There’s a quote on Wikipedia that John W. Campbell was supposed to have said to his writers: “Write me a creature that thinks as well as a man, or better than a man, but not like a man.”  I think “Exhalation” is the complete opposite of that request. 

The viewpoint character of the story, an unnamed anatomist and scientist, does not react all that differently from a courageous scientist of our world, but the problem he faces–in his very alien world–is one unlike any we could ever face.  His world is like ours in very few ways.  His assumptions and lemmas about life are different than ours.  And the experiments that he is able to perform–because he is mechanical and pneumatic, instead of flesh and blood–are both fascinating and horrifying.

When I recommended “Impossible Dreams”, it was my favorite story.  I still adore that story from an emotional point of view, but “Exhalation” is a greater intellectual thrill–an exercise in understanding a completely alien problem.
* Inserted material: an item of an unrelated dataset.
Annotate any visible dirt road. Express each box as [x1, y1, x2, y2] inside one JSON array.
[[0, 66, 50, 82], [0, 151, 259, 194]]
Ted Chiang is a writer with a very small body of work, as he is employed as a technical writer, and finds himself unable to write fiction while writing non-fiction.  However, despite having published just over a dozen pieces of fiction in the last twenty years, he has won three Hugos and four Nebulas, as well as being nominated for six more major awards.  I don’t have numbers available, but it’s my belief that he has a higher rate of converting publication into award than any other writer in the field.

Ted Chiang doesn’t seem to have a web site, but there is a listing of all his freely available stories.